Debt in America

Dashboard showing Americans' level of debt by different categories (auto debt, medical debt, student debt, and overall). The data can be explored at the county, state, and national levels.

How to update

Refer to the file debtflow2.png if you want a visual walkthrough of main.js.

Data inputs

The researchers will share 12 excel files.

Data processing

The R script data-prep.R, inside source, cleans the data of the original excel files –it mostly changes the column names and reorder the columns– and merges the national and state files. The outputs are 8 CSV files.

With every update, create a new folder in data naming it as YYYYMMDD-update. Move the new CSV files to that folder and change the route in the variable pathFiles in the first line of main.js –within js.

Also, with new data it might be necessary to recalculate the breaks variables for each category in within the js/varList.js file. At the bottom of the R script, there are a few functions (that should be refactored) to recalculate those breaks using the natural break method.

DISCLOSURE

  1. Original files built by the researchers might be named differently with every new update. Double-check the files' names and change, if necessary, in data-prep.R.
  2. data-prep.R was originally written to be run within an R project and using a folder structure with three folders:
  • data-in, it should include the original data sent by the research team.
  • scripts, it should include data-prep.R.
  • data-out, it should include the eight files generated by data-prep.R.

You can replicate that folder structure and create an R project –or use the here package instead. You can also rewrite the paths to make it work following whatever system you prefer.

Hosting the staging version

For clarity and order, host the staging code inside the features/tpm/debt-in-america-updates folder. There, create a new folder YYYYMM and clone the repo.

Changes in structure from July 2023

This update brought in the youth data tab comparing debt types amoung young adults. Youth data differed from other data in that it did not include any county data, only state data. Because this project assumes, in many cases, that new tabs would include county information, some surgery was required to make it region-agnostic.

No county data

First, in the varList.js file, we added a section for youth configuration data, as well as some configuration for youth in the meta object at the bottom. We did not include a variable name for county because we are dealing with no county data.

In main.js, we added the read-in point for the csv of state and national youth data, which gets read into the state5 variable and is passed to the ready function.

One of the first things to happen in the ready function is to transform the data. Because there is no county data and the overallTransformData function expects it, we put in a noninvasive check that will instead feed it data from the overall category, just so it can get geometries figured out. Otherwise, this transform function was not edited. This hack was installed in the changeData function as well as in the ready function so that anytime overallTransformData is called, it is getting some kind of data when there is none.

No county behaviors

Next, we had to get the code to believe that when the youth tab is clicked, counties don't exist. That means when we switch to the youth tab, we update the sidebar table with state, rather than county, data and we remove any currently present county bars.

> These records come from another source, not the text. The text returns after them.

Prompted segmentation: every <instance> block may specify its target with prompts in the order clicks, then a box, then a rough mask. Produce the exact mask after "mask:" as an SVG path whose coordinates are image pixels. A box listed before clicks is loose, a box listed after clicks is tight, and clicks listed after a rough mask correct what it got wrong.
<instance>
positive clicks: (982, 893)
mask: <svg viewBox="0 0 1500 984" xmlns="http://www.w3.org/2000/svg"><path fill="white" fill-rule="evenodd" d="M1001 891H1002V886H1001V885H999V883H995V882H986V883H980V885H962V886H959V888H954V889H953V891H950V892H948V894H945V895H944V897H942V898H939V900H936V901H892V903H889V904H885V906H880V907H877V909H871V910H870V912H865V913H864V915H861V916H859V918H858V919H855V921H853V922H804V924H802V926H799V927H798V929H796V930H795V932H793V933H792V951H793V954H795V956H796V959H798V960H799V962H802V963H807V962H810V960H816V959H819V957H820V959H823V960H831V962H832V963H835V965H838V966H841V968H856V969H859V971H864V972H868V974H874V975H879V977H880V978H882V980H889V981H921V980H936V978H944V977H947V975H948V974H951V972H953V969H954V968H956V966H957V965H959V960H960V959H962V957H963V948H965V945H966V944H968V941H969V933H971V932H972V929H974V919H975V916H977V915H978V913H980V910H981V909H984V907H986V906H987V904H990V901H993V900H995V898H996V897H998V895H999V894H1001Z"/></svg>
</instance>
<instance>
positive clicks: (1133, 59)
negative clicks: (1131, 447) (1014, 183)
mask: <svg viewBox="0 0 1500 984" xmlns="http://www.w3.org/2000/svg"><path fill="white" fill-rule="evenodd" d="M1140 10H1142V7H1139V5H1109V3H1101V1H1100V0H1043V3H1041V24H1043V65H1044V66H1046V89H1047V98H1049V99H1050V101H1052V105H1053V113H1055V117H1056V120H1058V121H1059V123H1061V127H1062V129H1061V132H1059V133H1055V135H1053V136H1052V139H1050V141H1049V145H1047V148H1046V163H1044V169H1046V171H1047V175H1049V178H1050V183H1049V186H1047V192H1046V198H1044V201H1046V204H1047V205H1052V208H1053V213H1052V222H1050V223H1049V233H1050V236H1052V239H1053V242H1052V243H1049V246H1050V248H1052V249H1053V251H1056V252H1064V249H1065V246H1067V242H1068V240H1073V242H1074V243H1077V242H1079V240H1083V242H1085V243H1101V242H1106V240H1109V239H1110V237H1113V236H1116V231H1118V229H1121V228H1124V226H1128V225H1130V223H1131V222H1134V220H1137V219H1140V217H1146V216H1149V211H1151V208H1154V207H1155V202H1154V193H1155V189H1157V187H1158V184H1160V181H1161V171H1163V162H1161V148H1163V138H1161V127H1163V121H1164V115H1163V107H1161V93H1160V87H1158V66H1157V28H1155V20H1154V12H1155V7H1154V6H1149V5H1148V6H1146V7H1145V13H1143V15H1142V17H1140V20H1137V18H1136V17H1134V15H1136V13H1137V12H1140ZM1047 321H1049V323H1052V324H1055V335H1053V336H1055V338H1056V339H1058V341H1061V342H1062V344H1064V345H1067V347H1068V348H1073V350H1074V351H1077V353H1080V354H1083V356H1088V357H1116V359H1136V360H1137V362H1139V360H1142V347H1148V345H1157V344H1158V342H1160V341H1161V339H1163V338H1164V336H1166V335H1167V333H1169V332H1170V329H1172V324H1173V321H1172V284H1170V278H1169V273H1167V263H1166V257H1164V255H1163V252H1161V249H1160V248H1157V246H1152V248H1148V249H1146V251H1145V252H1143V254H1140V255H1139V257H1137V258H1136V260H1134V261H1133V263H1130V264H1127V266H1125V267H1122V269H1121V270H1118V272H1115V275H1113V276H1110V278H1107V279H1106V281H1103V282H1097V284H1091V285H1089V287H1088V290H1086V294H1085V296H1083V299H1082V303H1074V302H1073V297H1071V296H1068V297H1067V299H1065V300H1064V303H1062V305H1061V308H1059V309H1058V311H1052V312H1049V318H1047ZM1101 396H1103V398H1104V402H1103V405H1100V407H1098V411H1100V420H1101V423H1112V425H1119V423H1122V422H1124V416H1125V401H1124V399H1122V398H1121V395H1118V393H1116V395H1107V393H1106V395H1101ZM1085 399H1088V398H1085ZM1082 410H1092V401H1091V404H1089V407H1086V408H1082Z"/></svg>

We also set the scale for the youth legend to use the extents for state data rather than county data. Bars for youth counties are completely avoided.

Because we don't mess with tags and searches, you can select a county, go to the youth tab, go to a different tag and still have your same county selected-- it just won't be visible or have personal data available while in the youth tab.

New state shape behaviors

In other tabs, if we're in the country-wide view, all counties are colored with data and there are state borders without any internal color. If you click on the map, it highlights the state, zooms in close, and puts a hide class on all other state shapes, which introduces a translucency to their county colorations. When the mouse hovers over a county and it's within the selected state, that county is clickable and will update bars and tables. If that county is outside the selected state, it actually uncovers the county data for that other state, and if clicked, it remove hide on that state, move the map to that other state and add hide to the last one.

When the only data we have is state data, we fill the state borders instead of the county shapes and we have to still use these county events but remove the actual relevant shapes visible. We do not deal with the hide class at all.

First, when the counties svgs are created, we set their opacity to 0 or 1 based on the youth tab. When the state-borders svgs are created, they get filled or not based on youth tab active. This also happens when we call updateMap.

Next, instead of hide, we set opacities to state borders directly, like here, when the youth tab is just selected. We also hijack the hoverLocation function to set opacity instead of hide class. In the counties shapes click handler, we treat all youth map clicks as inital state clicks.

Mobile view

For mobile, we remove the county search bar and we remove any existant county bars.

Bug fixes

There were two bugs we came across during this update. One was that the much-used and often-filtered variable stateData was getting passed in filtered form through this overallTransformData function, which left our map without data for any shapes but the selected one. A quick revision to its original form fixed that here. The second was that the buildPrint function was only ever passing USA arguments in for its state bar charts rather than data for the selected state, which uproots the point of the print page. Remarkably, this bug was caused by missing parentheses around a tertiary clause in a filter function, so the zeroth index in all state_data (USA) was passed rather than the index which matches the relevant state.